In a family that has cohesion, in a family that has parental engagement, in a family that is following the principles and the laws intended for the family institution, that verse comes alive. Let’s continue reading here in Psalms 128:1:

1 Blessed is every one that fears the Lord; that walks in his ways.

2 For you shall eat the labor of your hands: happy shall you be, and it shall be well with you.

Look at this now in verse 3.

3 Your wife shall be as a fruitful vine by the sides of your house:––

It doesn’t mean she is a clinging vine and she is just kind of mousy. Not at all. A better translation reads, “Your wife shall be a fruitful vine at the heart of your home.” She’s right in the middle of everything. She’s one of the most important members of the family. Anybody knows that who has a loving mother and a loving wife. She is to be honored and respected. Many times she is the one who holds things together.
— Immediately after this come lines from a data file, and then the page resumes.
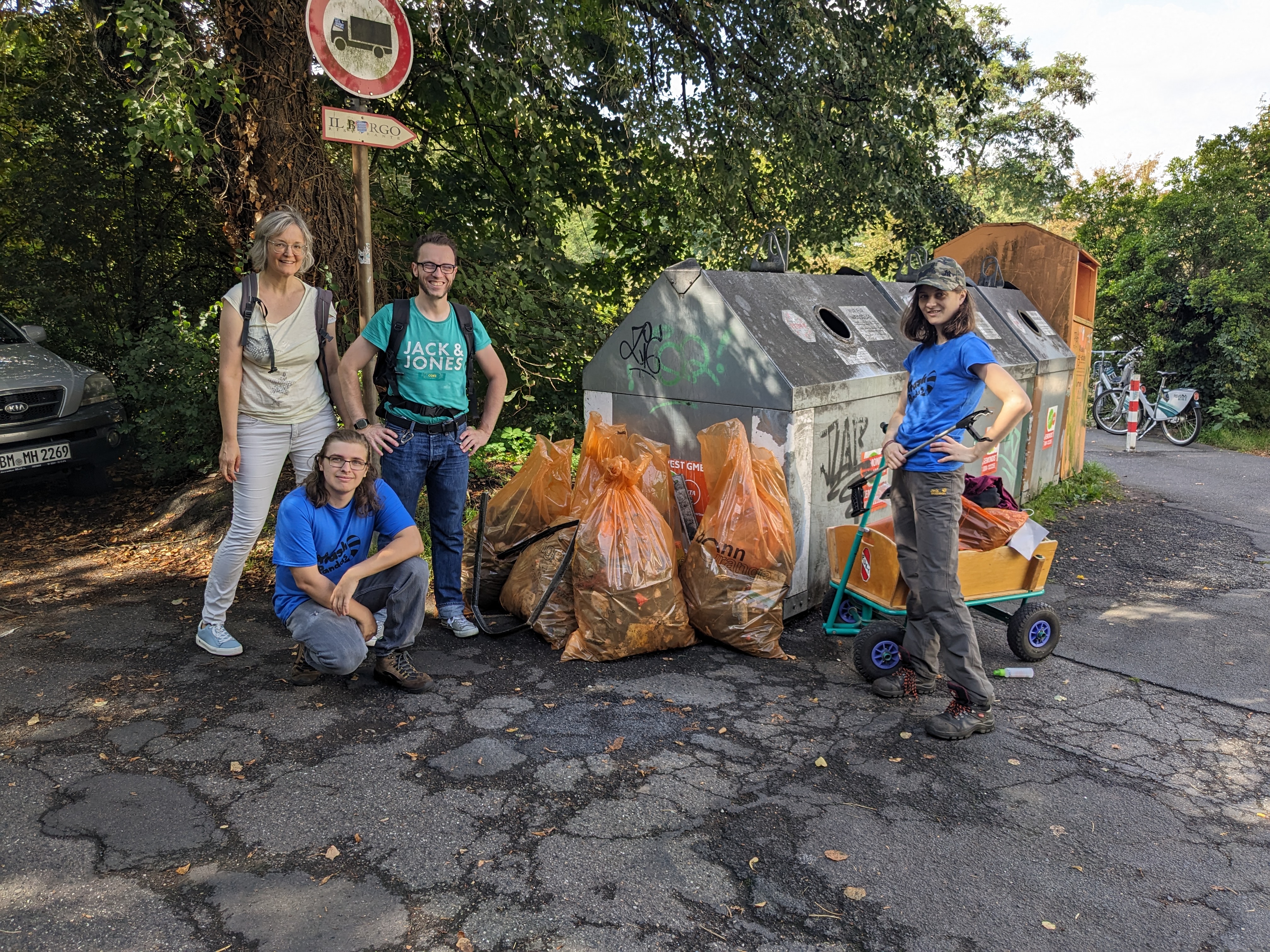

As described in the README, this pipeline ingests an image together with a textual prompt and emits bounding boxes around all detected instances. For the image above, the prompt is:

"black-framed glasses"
[323,456,367,472]
[415,262,459,274]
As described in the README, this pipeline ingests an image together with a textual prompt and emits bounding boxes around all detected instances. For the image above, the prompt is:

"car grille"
[0,387,62,427]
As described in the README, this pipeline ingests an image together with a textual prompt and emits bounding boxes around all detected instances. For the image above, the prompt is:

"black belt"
[384,414,467,434]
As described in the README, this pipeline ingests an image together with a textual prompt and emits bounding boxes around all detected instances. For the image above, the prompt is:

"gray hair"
[246,204,314,273]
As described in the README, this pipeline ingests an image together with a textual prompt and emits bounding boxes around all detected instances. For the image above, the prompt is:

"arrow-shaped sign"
[321,105,416,149]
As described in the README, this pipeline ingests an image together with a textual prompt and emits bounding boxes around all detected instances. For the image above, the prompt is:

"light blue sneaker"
[194,622,243,658]
[441,613,480,638]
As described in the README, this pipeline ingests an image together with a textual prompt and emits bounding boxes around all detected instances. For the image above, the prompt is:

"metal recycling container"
[582,259,911,617]
[883,280,1036,500]
[974,286,1076,498]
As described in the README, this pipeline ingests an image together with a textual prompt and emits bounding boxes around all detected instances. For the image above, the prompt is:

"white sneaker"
[194,622,243,658]
[441,614,480,638]
[366,608,389,647]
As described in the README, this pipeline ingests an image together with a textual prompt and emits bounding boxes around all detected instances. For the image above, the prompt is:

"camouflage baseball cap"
[913,258,965,291]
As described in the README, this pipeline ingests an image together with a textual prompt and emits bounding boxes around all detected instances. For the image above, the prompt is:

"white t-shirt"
[222,284,335,424]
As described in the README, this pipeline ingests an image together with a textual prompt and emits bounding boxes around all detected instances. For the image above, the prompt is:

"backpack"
[239,272,334,396]
[375,297,476,419]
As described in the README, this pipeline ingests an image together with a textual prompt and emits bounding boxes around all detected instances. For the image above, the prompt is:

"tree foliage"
[1063,107,1270,425]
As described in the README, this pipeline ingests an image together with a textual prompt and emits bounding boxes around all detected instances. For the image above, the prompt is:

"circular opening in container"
[815,307,851,340]
[1016,311,1040,336]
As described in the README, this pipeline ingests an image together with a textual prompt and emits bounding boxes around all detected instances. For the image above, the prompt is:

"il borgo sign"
[321,105,415,149]
[305,0,414,99]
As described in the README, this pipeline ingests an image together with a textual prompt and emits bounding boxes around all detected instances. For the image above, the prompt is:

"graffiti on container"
[821,419,869,503]
[619,322,731,390]
[617,321,662,377]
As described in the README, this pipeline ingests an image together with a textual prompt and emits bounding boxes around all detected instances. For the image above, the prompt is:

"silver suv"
[0,315,124,495]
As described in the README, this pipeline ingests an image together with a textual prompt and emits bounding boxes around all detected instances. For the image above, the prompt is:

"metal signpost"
[305,0,415,407]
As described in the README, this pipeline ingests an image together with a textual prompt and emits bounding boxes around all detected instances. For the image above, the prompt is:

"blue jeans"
[380,424,470,618]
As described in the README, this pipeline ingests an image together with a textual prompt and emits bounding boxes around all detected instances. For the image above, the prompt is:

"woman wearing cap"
[872,258,1031,740]
[194,206,347,656]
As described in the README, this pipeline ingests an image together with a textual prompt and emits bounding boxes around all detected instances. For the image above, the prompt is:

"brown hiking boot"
[287,643,323,688]
[375,649,437,694]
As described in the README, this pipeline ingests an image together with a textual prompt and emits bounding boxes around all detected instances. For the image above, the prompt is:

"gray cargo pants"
[287,558,428,674]
[890,467,993,706]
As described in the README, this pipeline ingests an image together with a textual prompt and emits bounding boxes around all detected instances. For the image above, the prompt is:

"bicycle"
[1094,371,1204,447]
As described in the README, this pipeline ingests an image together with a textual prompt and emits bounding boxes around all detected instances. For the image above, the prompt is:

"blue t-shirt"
[895,332,997,472]
[273,480,414,621]
[362,297,489,423]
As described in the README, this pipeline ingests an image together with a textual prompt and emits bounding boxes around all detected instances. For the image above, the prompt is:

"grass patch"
[1199,427,1270,456]
[1026,462,1124,525]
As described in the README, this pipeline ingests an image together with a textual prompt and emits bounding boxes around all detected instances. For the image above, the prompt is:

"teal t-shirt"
[362,297,489,423]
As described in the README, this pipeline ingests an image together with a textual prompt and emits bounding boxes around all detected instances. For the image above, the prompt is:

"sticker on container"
[833,347,878,367]
[669,460,710,518]
[838,305,894,340]
[1024,311,1058,338]
[781,311,815,344]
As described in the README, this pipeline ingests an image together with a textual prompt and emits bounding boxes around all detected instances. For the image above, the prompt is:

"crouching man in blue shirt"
[273,429,436,693]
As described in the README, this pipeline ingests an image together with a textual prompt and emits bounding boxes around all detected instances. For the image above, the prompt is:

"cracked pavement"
[0,434,1270,952]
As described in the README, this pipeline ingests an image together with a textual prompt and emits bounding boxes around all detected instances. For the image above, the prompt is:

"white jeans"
[203,406,335,625]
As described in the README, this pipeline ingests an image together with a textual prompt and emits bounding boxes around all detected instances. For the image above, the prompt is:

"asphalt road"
[0,439,1270,952]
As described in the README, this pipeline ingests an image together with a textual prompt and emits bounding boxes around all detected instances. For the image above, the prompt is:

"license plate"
[0,443,71,472]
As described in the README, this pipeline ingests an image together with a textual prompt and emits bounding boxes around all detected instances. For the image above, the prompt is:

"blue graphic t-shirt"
[895,334,997,472]
[273,480,414,621]
[362,297,489,423]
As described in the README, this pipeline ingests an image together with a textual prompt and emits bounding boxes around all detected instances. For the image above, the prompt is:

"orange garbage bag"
[499,519,578,651]
[560,454,696,661]
[958,496,1027,552]
[462,435,573,609]
[681,420,795,658]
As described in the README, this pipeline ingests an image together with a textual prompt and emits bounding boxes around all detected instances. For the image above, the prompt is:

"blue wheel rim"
[1027,618,1054,647]
[872,638,899,672]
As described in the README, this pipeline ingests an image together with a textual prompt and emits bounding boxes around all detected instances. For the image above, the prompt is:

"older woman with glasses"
[194,206,353,656]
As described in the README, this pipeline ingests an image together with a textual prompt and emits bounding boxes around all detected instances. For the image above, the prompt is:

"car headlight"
[80,373,114,406]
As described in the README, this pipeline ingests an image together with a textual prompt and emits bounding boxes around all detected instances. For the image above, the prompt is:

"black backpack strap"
[239,272,260,347]
[314,288,335,396]
[455,305,476,399]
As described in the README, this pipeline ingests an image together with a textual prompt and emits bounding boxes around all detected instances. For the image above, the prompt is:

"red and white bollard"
[1124,373,1142,452]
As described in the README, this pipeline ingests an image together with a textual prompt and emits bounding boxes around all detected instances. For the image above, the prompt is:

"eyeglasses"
[323,456,366,472]
[415,262,459,274]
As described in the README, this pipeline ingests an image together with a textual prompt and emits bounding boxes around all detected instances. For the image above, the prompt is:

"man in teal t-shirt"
[339,231,507,637]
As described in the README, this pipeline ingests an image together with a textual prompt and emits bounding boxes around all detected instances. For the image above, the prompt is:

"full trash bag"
[958,496,1027,552]
[499,519,578,651]
[681,420,795,658]
[462,435,573,609]
[560,454,696,661]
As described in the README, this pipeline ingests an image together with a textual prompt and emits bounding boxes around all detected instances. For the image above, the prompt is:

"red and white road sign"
[321,105,418,149]
[305,0,414,99]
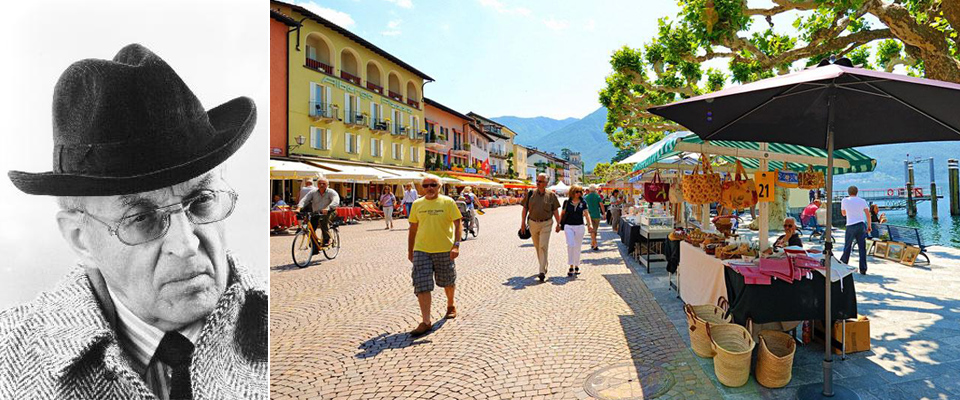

3 Your wife shall be as a fruitful vine by the sides of your house: your children like olive plants round about your table.

Very respectful, very happy, very animated and alive. Intellectually curious. Involved in music and art and sports and friendships. Big on life. Yes, sir, that’s the way children can be when these principles, these values, these laws are followed—laid down by the Creator who, after all, created the institution of family in the first place.

4 Behold, that thus shall the man be blessed that fears the Lord.

5 The Lord shall bless you out of Zion: and you shall see the good of Jerusalem all the days of your life.

6 Yea, you shall see your children’s children, and peace upon Israel.

You know, when you read in the Bible about men and women who served God for many years and as their life begins winding down and the blessings that God poured out on them are listed, you know what you will find? You will find some of the biggest blessings that are listed, that were given to these people because they served God, is that they were able to see their children and their children’s children. They were able to see grandchildren and great grandchildren. That’s something we will talk about as time goes along as well.

We’re going to talk about the extended family. We’re going to talk about the tremendous impact grandparents can have on a family as well as parents. Yes, there’s a lot to go into in this subject. So we’re going to keep this series going. We’ll probably have one or two other programs on it. So you come back next time and we’ll pick up where we left off today. Just keep in mind that the dynamic successful family is this important. It’s the cradle of culture. It’s the strength of the nation and it’s the stronghold of civilization. It’s nothing short of that.